How to load uint8_t "as" 32 bits integer efficiently into a SIMD register?

153 views Asked by At

I have an array of 8 bit integers that I want to process through SIMD instructions. Since those integers will be used along single precision floating point numbers, I actually want to load them in 32 bit lanes instead of the more "natural" 8 bit lanes.

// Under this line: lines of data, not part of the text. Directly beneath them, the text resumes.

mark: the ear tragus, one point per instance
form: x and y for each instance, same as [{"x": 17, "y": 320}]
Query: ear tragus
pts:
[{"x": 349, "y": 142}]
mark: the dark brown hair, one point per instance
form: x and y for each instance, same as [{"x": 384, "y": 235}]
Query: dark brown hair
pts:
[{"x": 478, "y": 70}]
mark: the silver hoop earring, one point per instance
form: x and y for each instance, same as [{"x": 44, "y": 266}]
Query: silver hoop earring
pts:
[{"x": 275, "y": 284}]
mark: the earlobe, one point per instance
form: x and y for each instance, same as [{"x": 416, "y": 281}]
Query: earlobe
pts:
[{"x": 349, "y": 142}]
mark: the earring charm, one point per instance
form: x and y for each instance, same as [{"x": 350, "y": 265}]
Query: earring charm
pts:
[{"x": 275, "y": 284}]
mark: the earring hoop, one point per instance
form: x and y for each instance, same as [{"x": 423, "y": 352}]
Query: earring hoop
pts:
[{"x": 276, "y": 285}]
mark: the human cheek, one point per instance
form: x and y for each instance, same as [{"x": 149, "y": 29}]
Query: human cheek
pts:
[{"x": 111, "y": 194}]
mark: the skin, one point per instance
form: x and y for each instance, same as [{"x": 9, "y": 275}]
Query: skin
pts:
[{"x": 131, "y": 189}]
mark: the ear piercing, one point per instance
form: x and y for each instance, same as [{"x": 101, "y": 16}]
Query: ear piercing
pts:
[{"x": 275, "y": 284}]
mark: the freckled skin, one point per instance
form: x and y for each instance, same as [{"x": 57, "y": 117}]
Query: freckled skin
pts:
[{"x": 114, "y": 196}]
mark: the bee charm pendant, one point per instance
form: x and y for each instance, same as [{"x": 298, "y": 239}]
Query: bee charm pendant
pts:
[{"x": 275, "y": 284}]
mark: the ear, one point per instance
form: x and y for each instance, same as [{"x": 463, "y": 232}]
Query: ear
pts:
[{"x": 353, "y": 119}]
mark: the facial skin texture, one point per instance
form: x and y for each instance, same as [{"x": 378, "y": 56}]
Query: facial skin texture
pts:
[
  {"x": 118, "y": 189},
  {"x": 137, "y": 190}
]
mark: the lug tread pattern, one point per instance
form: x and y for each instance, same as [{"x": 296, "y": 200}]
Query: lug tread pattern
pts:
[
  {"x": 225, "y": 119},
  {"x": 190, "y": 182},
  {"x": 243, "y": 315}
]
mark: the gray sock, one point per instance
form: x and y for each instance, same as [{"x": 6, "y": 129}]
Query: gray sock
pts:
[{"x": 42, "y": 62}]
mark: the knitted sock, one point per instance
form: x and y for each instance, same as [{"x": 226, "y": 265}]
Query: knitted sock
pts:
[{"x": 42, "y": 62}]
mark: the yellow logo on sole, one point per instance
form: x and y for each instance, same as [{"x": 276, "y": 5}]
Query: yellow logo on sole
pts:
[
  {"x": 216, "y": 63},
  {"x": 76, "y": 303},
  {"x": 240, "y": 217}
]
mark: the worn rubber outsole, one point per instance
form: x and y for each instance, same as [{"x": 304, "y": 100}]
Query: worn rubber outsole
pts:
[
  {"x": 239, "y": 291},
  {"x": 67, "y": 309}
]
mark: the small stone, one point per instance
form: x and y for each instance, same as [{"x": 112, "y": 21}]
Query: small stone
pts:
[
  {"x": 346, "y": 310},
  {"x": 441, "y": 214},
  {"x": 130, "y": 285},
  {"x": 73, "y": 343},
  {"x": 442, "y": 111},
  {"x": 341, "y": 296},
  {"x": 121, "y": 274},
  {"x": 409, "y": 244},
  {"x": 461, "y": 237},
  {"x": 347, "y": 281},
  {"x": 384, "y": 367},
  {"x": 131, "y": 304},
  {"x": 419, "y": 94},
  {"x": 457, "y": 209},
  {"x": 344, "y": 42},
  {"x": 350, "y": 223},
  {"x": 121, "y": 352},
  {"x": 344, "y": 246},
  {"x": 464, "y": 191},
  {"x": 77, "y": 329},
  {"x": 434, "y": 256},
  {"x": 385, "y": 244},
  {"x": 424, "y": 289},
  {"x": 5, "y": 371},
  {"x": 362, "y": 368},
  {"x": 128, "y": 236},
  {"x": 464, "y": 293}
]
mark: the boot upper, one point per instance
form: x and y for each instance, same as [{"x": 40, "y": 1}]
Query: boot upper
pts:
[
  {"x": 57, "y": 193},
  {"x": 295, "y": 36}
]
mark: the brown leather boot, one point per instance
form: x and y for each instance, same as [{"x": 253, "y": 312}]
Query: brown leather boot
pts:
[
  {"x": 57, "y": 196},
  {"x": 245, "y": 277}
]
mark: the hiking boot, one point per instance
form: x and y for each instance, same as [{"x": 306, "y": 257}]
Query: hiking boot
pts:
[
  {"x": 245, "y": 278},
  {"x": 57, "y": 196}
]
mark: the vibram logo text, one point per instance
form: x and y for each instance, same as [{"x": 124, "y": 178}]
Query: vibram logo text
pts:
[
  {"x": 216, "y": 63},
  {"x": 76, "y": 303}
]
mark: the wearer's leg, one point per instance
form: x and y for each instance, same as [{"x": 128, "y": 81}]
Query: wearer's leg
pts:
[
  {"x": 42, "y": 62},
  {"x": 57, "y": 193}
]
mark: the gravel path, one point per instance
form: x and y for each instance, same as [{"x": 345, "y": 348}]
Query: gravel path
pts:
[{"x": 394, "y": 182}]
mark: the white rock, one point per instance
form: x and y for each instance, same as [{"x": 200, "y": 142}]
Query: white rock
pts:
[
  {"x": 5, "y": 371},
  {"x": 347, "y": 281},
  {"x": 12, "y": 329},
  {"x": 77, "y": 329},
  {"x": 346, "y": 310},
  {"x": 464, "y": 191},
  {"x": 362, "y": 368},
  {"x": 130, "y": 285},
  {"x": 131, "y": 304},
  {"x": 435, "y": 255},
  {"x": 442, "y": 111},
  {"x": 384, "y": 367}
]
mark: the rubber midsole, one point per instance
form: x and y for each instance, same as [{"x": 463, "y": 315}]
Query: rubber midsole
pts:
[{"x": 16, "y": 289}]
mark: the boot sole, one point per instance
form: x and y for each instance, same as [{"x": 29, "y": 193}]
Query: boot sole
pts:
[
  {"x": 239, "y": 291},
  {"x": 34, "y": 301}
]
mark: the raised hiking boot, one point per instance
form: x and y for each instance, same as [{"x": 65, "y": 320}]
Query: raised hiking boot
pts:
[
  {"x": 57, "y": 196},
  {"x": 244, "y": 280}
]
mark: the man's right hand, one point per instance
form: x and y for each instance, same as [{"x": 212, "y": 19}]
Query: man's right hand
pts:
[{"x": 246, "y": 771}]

Assuming AVX512, if I have the following array:

std::array< std::uint8_t, 16 > i{ i0, i1, i2, i3, i4, i5, i6, i7, i8, i9, i10, i11, i12, i13, i14, i15 };

I wish to end up with a __m512i register filled with the following bytes:

[ 0, 0, 0, i0,
    0, 0, 0, i2,
    0, 0, 0, i3,
    0, 0, 0, i4,
    0, 0, 0, i5,
    0, 0, 0, i6,
    0, 0, 0, i7,
    0, 0, 0, i8,
    0, 0, 0, i9,
    0, 0, 0, i10,
    0, 0, 0, i11,
    0, 0, 0, i12,
    0, 0, 0, i13,
    0, 0, 0, i14,
    0, 0, 0, i15 ]

What is the best way to achieve that? I currently handroll it using:

_mm512_set_epi32(
    a[0], a[1], a[2], a[3],
    a[4], a[5], a[6], a[7],
    a[8], a[9], a[10], a[11],
    a[12], a[13], a[14], a[15]);

Note: I used AVX512 as an example, ideally I would like a "generic" strategy that can be abstracted on several instruction sets using e.g. Google Highway.

2

There are 2 answers

0
Rerito On BEST ANSWER

It is possible to do this using Google Highway.

#include <hwy/highway.h>

namespace hn = hwy::HWY_NAMESPACE;

namespace ns::HWY_NAMESPACE {

template< typename FD, std::integral I >
    requires(std::floating_point< hn::TFromD< FD > > &&
        sizeof(I) <= sizeof(hn::TFromD< FD >))
auto loadAsFp(FD fd, const std::span< const I >& data)
{
    using FP = hn::TFromD< FD >; // The target floating point type.
    // A tag to select the proper vector type to load:
    // It will have the same number of lanes as the vector of FP modeled by the tag FD.
    // If it is not a full vector, highway will emulate as best as it can.
    using ID = hn::Rebind< I, FD >;
    auto ld = hn::LoadU(ID{}, data.data());
    if constexpr (sizeof(I) < sizeof(FP))
    {
        // If the integer type is strictly smaller than the target floating type, we must first do a promotion.
        // Note we target a signed type regardless:
        // Highway will be smart enough to figure out if it can ZeroExtend instead of SignExtend.
        using PromotedD = hn::Rebind< hwy::MakeSigned< hn::TFromD< FD > >, FD >;
        return hn::ConvertTo(fd, hn::PromoteTo(PromotedD{}, ld));

    }
    else
       return hn::ConvertTo(fd, ld);
}

} // ns::HWY_NAMESPACE

Then you get the plumbing and compile this for the desired targets. Assuming we compiled for AVX512, this could be used as follows:

const std::vector< std::uint8_t > is{ 1, 2, 3, 4, 5, 6, 7, 8, 9, 10, 11, 12, 13, 14, 15 };

auto vec = ns::N_AVX3::loadAsFp(hwy::N_AVX3::ScalableTag< float >{}, std::span{is});

For AVX512, this is equivalent to:

auto ld = _mm512_cvtepi32_ps(
    _mm512_cvtepu8_epi32(
        _mm_loadu_epi8(is.data())));
5
Alex Guteniev On

Load them in a register as a contiguous array _mm_loadu_si128, use reinterpret_cast or c-style cast, notice loadu for unaligned. Then expand using _mm512_cvtepu8_epi32.

The usual obstacle in populating AVX-512 register with smaller vector is the lack of cross-lanes instructions (in particular, lack of cross-lane pshufb equivalent), but for this particular tasks the above mentioned intrinsic is a perfect match.